Submitted by admin on April 22, 2009 - 22:54
The objects and purposes of building societies are twofold – first, to provide a common savings pool from which members can finance the purchase of a home; and, secondly, to encourage thrift. This latter aim is furthered by the investing member having a safe and attractive method of regular saving, while the borrowing member attains a similar goal by a regular reduction in his loan indebtedness.

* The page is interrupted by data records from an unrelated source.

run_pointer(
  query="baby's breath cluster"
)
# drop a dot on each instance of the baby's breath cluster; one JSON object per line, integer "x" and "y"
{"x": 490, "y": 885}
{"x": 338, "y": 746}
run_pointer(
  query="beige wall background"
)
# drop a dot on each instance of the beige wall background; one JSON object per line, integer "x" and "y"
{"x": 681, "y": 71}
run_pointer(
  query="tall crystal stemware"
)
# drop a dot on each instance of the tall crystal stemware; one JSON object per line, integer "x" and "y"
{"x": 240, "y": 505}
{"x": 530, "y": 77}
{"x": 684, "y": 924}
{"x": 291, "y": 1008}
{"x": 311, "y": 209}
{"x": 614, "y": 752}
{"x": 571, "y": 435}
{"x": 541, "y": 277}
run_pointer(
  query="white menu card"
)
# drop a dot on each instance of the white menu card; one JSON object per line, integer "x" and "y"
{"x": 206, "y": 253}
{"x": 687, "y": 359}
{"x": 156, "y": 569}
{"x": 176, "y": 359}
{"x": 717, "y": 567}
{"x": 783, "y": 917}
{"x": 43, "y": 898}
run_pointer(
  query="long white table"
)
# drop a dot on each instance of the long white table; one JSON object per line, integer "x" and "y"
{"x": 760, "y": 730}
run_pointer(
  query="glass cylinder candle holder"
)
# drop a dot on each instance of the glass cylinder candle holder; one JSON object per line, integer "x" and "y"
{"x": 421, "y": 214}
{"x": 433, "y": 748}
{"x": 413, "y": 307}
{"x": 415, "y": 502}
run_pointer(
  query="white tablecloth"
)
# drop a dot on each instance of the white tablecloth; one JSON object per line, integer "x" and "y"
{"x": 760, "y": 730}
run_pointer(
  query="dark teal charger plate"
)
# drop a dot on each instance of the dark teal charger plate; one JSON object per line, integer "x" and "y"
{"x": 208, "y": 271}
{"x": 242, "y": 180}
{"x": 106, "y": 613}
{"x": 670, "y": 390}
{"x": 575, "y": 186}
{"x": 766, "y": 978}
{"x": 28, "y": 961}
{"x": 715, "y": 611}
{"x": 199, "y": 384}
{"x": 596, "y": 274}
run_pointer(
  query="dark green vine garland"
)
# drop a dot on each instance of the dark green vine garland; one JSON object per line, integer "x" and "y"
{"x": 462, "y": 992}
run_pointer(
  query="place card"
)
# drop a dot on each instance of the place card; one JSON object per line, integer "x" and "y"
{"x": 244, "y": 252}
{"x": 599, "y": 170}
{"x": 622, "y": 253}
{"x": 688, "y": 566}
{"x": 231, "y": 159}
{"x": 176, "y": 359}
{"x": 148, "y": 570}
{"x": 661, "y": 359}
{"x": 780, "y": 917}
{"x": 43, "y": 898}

In New Zealand there are two classes of societies allowed by the Building Societies Act, namely, permanent and terminating. Of these, 54 are permanent and 18 terminating. The constitution and conduct of a building society are strictly regulated by the Building Societies Act 1908. Its rules, and any amendments made from time to time, must be approved by the Registrar of Building Societies. The rules must provide for the audit of the accounts, the number and appointment of its directors, and the manner in which they are to be remunerated, the power to accept deposits, and the repayment to members of share subscriptions. Officers of a society are required to give security for money passing through their hands. This is usually given by a fidelity bond issued by an insurance company.
A building society raises its funds by subscriptions from its members. These funds are used to make advances to its members secured by first mortgages on freehold or leasehold land, or interest therein. Seldom do societies lend on vacant land, and societies cannot own land or buildings except for the purpose of their office accommodation. Repayment of a mortgage is usually by fortnightly or monthly instalments, which includes interest in the case of a permanent society. Loans in terminating societies are either free of interest or by auction or tender, and the fortnightly or monthly instalment represents a sum which will repay the loan and premium (if any) during the term of the mortgage.